If there is one dish that is trademarked to my mother, this is the dish. It is not like any other barley soup I've had. Most are oversalted, or the broth is very thin with very little barley texture. Home made is always best. If you are sick, this soup is for you. If you are cold, this soup is for you. If you need comfort, this soup is for you. If you need a cure all... you see where this is going. After a cup of this a bleak day is brighter. I have a vat of this in the fridge to dip into reheat as needed. Soup does just as great the day after. I sprinkle a little ground black pepper before eating. Yum. My babygirl, you know this is true. This is a wonderful lunch on a cold school day. My babyboy, you will learn to love soup, and this is the soup I will make you love. When you grow up you will wonder why you refused to eat this. Maybe (and I hope) you are just a picky toddler at the moment. But it will eventually remind you of grandma. And maybe, one day, me.




Ingredients:


Beef (stewing or soup cuts)
cubed (1/2" - 1")
Barley
2 cups, cooked 
Yukon Potato  (or similar)
3 medium, large cubes (1x1/2") 
Carrot
2 carrots, cubed or coined
Onion
3 medium bulbs,chopped
Boiled Water
5 cups 
Beef Bullion
1 cube
Salt
1 tbsp
Black Pepper
1 tbsp, ground
Thyme1 sprig
Canola Oil4 tbsp

Barley Preparation:

  1. Rinse barley in a sieve under cold water. Drain.

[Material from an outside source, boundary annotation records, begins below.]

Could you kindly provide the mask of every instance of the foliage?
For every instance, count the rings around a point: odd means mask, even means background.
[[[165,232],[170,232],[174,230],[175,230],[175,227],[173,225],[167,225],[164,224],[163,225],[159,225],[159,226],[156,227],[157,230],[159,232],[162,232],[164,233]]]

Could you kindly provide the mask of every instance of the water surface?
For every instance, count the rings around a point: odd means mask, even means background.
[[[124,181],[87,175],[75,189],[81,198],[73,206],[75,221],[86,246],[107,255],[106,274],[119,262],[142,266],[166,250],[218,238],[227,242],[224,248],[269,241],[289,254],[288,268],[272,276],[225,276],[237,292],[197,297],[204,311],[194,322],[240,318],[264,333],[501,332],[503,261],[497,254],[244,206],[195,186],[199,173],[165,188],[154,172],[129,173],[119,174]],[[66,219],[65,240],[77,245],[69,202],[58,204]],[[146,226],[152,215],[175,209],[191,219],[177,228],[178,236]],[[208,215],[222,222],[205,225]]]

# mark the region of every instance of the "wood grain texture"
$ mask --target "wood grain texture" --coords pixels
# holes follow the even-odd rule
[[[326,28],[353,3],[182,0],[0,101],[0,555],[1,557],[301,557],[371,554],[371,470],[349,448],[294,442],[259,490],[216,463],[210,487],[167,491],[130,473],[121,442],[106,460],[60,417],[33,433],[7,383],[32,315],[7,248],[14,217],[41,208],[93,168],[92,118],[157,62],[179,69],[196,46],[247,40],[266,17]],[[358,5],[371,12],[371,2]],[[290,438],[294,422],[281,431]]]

  2. Toast barley in a pressure cooker, stirring often. 
  3. When fragrant, immediately pour in water and add a pinch of salt.

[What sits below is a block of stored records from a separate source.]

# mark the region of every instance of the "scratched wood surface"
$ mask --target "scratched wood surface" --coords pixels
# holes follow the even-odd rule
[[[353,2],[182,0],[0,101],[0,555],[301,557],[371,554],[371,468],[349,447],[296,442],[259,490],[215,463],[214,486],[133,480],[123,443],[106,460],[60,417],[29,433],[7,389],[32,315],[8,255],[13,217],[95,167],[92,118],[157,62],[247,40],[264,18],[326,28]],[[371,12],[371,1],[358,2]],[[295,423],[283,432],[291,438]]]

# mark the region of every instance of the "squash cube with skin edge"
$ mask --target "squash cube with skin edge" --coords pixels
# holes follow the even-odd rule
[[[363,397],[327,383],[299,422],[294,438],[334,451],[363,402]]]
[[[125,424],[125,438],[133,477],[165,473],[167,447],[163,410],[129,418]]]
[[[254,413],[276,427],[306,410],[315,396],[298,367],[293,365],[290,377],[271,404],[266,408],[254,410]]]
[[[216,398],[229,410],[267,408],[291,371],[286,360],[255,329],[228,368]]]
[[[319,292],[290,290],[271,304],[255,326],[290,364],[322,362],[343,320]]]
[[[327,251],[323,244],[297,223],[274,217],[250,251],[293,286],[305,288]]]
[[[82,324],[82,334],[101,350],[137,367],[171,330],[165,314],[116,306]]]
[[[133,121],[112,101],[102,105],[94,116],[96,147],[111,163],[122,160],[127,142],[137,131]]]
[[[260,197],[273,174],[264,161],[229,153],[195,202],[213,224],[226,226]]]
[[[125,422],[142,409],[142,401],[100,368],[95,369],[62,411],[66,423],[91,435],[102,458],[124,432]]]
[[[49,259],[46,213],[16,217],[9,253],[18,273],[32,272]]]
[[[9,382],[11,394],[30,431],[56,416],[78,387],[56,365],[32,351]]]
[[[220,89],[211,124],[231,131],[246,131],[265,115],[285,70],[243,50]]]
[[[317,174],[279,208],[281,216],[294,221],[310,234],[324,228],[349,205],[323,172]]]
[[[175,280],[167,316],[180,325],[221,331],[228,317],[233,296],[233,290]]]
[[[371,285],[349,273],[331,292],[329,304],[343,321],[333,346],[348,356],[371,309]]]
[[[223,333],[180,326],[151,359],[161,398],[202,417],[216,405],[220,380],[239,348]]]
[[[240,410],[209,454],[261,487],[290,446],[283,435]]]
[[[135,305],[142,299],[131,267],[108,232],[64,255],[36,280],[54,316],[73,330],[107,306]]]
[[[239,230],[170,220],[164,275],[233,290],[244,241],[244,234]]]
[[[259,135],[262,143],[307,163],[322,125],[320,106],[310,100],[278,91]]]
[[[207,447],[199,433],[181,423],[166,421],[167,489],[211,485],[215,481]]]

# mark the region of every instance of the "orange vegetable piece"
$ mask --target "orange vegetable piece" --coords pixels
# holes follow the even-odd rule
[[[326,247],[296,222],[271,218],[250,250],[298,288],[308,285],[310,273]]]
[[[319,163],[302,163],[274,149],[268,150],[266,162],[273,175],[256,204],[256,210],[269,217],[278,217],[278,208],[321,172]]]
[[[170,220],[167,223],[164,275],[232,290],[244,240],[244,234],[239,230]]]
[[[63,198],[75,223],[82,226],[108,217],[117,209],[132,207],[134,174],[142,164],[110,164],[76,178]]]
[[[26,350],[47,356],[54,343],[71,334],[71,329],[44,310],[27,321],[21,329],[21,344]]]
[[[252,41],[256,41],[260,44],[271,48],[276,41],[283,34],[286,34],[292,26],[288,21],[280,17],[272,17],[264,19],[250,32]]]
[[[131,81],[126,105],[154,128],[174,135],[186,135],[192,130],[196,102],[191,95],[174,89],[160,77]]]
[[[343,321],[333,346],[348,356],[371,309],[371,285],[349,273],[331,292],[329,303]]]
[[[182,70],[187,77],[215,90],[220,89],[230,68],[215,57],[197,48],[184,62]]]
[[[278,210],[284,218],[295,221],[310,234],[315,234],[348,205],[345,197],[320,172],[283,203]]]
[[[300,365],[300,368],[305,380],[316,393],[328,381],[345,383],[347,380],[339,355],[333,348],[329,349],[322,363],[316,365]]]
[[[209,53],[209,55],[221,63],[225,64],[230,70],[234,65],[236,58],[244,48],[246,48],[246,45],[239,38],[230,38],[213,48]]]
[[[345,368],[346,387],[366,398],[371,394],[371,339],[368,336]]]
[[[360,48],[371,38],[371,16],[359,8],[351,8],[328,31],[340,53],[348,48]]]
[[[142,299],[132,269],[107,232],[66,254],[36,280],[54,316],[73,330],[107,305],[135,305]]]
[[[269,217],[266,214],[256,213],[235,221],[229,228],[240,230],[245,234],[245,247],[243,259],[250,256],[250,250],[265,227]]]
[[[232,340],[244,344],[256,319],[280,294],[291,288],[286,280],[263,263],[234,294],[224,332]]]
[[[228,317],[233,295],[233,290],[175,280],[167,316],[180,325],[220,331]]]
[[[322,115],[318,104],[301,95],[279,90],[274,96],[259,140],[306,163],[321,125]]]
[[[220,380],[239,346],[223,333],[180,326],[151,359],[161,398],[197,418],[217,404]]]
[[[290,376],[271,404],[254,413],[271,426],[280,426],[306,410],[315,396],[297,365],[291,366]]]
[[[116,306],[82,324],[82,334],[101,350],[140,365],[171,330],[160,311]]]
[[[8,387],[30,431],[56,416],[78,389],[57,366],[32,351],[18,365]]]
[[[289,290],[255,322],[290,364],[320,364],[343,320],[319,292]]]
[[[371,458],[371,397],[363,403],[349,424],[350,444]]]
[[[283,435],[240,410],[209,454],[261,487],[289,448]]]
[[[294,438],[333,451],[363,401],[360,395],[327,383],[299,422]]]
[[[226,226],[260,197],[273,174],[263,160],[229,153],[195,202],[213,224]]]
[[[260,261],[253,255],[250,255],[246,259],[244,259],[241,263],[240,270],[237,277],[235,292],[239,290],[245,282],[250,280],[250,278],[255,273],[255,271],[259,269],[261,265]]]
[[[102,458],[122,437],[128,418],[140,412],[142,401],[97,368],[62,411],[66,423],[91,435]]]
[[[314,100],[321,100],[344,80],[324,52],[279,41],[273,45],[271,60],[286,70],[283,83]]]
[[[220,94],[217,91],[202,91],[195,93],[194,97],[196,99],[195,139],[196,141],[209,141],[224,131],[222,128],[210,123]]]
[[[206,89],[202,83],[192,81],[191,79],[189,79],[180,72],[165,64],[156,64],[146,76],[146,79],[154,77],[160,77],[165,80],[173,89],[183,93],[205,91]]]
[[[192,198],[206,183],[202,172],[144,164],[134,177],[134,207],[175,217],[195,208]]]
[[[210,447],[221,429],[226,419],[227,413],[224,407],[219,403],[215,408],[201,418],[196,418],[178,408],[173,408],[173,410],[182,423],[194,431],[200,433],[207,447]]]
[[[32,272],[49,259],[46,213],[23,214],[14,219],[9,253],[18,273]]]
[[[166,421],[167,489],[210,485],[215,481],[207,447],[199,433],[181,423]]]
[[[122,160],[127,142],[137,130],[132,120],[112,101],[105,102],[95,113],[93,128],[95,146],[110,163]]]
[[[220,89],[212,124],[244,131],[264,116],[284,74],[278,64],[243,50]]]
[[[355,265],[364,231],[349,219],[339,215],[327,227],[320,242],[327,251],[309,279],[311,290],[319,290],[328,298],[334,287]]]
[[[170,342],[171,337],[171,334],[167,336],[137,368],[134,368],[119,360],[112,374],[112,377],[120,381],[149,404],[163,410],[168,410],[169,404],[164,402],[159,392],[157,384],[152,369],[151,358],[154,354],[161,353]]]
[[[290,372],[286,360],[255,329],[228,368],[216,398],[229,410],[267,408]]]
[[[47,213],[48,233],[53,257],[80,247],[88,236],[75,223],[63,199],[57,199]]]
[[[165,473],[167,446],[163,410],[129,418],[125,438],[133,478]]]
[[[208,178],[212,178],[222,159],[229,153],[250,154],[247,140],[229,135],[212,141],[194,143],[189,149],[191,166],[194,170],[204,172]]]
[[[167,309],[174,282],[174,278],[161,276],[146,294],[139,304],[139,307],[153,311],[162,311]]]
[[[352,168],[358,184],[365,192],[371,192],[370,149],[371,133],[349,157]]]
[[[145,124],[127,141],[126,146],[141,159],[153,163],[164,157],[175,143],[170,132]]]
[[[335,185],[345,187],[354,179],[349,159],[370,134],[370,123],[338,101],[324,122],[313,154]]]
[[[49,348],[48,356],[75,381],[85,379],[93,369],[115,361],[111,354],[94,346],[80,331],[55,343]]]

  4. Stir well and bring to a boil.
  5. Seal pressure cooker with whistle (follow the instructions for your pressure cooker) and let it build pressure until it whistles.

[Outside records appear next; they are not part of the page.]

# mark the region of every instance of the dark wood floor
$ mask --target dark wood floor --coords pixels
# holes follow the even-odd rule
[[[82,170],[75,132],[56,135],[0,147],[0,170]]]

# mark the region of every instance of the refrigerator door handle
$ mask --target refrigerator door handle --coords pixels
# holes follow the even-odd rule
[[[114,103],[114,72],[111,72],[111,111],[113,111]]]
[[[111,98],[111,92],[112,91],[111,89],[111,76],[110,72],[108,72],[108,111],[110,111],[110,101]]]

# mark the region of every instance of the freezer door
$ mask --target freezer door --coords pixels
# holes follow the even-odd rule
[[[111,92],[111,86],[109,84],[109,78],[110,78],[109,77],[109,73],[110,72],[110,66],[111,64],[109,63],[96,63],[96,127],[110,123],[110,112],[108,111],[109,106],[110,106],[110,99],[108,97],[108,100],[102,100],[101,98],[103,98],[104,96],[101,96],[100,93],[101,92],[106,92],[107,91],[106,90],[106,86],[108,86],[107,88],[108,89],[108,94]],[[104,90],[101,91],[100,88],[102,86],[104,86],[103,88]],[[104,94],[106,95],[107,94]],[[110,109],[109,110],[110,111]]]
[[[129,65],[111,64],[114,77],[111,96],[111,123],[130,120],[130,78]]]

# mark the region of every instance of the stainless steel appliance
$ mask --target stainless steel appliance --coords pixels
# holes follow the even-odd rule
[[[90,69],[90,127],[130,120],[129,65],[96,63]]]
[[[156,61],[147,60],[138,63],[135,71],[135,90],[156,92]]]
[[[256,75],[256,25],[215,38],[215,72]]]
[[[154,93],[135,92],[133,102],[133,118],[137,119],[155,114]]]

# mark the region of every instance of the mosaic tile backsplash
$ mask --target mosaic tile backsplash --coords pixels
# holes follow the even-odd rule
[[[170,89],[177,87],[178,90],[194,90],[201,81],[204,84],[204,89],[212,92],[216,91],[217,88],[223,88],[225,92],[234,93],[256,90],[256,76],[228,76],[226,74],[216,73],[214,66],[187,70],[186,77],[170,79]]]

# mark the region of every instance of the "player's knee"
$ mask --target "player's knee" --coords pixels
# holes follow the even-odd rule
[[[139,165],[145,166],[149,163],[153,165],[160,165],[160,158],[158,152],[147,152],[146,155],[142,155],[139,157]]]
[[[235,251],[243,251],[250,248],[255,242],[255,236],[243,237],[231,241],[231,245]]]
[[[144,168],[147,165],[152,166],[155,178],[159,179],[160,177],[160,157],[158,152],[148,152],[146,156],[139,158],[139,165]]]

  6. Reduce heat to low and let it cook for approximately 15 mins.
  7. Take the pot off the heat and let it cool completely.
  8. When you remove the lid (make sure you release the pressure completely before you do this!) the barley should be soft all the way through.
Soup Preparation:
  1. Wash and chop onions and carrots. Set aside.
  2. Rinse and cube beef. Set aside.
  3. Add canola oil to a large soup pot on medium heat.
  4. When warmed through, saute chopped onions. Be sure you do not brown them.
  5. When the onions are translucent, increase the temperature to medium high.
  6. Add beef and brown on all sides until it is nicely caramelized.
  7. Add potatoes, carrots and thyme. Stir until everything is mixed well.
  8. Let the mixture cook until there is little moisture left in the pot.
  9. Pour in the boiled water and stir to release all the fond at the bottom of the pot. What is 'fond'? You are my children and reading this, you should know. Go look it up.
  10. Add the pressure cooked barley, using the water in the pot to rinse out the bowl. Remember; barley is a thickener, it is important to have all the barley for the texture of the soup.
  11. Add salt and pepper.
  12. Stir well to agitate the barley and mix the seasoning.
  13. Half cover pot and reduce heat to medium low. 
  14. Let the soup simmer for 30 minutes.
  15. When the soup is nearly done, take a pot spoon and try to break a potato on the side of the pot to test for doneness. If it crushes easily, the soup is done aaand... you've thickened the soup a little, just stir it all together. If it does not crush without pressure, then the soup needs more time.
  16. You will notice a greenish tinge (remember the sauteed onions?) when the soup is finished. Remove the pot from the heat and serve.